Belgium's Supreme Court of Appeals stopped the probe in 2005 after ruling that four Myanmar refugees who brought the case against the oil giant did not have the same rights as Belgian citizens to file a complaint.
''The case has been reopened,'' said Lieve Pellens, a spokeswoman for the federal prosecutors office. She said the instruction had come from the Defence Ministry and was expected to go to a pre-trial court in the last week of October to determine whether or not it could be brought to trial.
A spokeswoman for Total had no immediate comment today.
The refugees filed a suit against Total in 2002, using a controversial Belgian human rights law that gives the courts the right to try people accused of crimes against humanity and other atrocities committed anywhere in the world.

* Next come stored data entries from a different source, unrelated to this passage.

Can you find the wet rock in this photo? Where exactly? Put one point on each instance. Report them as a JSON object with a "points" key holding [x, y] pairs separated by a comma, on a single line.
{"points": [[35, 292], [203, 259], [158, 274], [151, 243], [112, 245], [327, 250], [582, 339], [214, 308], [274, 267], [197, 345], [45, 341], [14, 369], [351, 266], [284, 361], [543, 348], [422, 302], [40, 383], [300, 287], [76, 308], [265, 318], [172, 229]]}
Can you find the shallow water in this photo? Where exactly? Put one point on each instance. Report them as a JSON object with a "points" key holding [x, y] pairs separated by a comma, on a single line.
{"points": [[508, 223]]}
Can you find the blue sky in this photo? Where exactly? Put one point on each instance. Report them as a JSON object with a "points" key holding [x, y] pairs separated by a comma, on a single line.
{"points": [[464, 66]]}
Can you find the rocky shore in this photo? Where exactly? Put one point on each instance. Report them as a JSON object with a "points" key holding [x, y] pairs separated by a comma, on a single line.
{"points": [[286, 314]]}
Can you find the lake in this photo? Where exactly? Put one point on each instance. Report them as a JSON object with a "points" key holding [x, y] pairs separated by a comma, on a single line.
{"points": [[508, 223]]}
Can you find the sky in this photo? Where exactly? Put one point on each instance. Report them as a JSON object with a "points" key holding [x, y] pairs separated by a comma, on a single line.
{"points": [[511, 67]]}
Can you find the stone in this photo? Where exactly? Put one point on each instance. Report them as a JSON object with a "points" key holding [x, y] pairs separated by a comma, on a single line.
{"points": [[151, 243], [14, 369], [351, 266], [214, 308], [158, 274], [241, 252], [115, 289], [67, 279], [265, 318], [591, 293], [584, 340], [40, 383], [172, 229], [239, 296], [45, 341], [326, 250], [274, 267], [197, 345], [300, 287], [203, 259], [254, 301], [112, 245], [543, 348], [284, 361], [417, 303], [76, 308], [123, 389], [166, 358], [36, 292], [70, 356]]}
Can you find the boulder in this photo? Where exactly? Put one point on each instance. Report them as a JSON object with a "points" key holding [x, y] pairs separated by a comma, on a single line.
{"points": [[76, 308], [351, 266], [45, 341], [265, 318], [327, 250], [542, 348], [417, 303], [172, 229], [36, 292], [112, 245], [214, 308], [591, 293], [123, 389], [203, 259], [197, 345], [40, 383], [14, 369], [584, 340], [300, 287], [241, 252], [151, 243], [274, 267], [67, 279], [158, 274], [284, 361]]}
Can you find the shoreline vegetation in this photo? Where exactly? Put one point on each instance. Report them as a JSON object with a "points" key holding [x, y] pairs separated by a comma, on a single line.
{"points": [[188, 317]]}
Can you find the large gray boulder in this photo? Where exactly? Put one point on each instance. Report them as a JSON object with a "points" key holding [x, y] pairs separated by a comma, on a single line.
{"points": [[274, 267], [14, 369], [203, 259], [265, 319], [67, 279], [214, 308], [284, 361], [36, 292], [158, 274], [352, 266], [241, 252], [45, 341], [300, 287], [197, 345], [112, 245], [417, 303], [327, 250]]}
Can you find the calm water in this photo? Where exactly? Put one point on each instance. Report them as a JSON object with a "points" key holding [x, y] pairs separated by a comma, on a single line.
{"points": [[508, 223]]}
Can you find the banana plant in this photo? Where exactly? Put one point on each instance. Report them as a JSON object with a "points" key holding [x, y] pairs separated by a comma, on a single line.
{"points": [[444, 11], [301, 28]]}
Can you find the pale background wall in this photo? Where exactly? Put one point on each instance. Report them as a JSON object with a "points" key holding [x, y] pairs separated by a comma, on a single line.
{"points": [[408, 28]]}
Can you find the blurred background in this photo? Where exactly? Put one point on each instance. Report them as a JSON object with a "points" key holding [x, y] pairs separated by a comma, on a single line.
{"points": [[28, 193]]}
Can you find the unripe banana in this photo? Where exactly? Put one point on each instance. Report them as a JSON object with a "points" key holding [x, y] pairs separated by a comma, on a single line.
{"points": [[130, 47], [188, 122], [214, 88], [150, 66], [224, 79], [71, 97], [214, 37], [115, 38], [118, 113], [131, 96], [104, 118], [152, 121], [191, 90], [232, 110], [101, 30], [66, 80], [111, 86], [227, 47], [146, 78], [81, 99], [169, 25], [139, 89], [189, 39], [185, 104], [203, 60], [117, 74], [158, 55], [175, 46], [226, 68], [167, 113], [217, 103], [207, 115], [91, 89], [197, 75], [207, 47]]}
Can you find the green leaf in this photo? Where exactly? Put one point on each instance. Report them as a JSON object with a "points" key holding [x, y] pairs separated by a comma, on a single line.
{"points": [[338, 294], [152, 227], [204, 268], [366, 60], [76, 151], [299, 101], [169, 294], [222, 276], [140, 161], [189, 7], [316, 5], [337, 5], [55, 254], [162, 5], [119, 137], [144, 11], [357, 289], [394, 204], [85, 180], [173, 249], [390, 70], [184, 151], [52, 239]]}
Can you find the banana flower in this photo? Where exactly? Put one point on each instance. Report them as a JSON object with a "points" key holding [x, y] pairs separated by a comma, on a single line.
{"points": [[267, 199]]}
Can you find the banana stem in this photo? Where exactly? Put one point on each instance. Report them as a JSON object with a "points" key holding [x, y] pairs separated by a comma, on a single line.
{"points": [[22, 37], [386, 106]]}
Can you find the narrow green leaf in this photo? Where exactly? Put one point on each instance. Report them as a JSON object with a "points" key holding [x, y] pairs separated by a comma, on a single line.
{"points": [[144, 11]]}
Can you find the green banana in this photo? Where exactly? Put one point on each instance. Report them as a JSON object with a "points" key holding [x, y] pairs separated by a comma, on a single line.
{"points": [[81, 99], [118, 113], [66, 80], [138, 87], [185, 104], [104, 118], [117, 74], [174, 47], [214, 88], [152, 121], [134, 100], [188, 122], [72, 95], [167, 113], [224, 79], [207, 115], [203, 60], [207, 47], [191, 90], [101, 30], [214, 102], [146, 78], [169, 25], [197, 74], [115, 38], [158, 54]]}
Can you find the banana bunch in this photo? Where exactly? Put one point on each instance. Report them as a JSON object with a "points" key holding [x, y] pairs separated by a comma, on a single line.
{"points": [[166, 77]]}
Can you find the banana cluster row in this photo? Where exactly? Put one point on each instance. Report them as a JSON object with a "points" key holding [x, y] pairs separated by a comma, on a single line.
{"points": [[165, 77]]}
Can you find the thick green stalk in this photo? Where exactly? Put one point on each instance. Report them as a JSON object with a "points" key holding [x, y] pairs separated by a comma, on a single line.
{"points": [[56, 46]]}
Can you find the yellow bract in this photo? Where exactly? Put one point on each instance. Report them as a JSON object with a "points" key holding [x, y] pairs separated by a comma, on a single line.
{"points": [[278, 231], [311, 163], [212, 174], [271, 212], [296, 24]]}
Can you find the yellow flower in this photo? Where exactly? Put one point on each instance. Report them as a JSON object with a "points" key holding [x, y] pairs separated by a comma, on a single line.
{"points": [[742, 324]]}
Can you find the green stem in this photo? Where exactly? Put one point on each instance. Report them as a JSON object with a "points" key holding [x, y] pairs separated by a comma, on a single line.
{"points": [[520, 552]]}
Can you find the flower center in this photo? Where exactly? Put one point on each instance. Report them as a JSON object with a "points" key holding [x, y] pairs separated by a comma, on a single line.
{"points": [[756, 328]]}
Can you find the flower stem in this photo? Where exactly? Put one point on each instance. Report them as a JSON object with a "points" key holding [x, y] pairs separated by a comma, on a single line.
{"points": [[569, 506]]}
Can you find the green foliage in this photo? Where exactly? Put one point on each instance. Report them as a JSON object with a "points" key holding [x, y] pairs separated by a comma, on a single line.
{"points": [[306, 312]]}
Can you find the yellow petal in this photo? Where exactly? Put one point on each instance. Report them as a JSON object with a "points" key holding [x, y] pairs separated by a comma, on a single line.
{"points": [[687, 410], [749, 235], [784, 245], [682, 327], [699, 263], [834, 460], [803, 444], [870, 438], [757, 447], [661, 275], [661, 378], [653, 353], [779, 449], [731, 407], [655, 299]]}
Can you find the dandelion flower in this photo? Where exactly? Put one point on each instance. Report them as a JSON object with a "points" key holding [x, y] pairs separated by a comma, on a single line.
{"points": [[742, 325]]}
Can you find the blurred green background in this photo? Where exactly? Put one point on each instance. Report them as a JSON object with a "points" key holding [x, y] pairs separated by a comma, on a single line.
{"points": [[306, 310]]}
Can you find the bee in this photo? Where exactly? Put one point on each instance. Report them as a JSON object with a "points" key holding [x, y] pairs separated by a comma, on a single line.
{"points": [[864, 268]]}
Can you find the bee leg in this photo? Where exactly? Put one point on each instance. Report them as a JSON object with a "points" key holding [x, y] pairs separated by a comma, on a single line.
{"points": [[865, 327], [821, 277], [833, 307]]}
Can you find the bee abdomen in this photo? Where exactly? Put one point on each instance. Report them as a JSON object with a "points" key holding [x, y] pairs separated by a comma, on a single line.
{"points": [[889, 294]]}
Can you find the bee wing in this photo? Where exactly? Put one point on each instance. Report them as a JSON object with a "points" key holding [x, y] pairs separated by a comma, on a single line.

The refugees' complaint targeted Total, its chairman Thierry Desmarest and former head of its Myanmar operations Herve Madeo for complicity in torture and forced labour of workers in building a pipeline in the country, formerly known as Burma.
Total has denied funding the military in Myanmar but has said the junta paid soldiers to protect its installations and workers. The pipeline was completed in 1998.
Belgium revised the law in 2003 to make it harder for foreigners to use it for politically motivated lawsuits. Its courts had been flooded with lawsuits claiming rights violations by world figures such as Israel's Ariel Sharon and US leaders.
The news of the reopening of the Total case comes as the European Union has been considering tightening sanctions on Myanmar after a new bloody crackdown on street protests by the Myanmar security forces last week.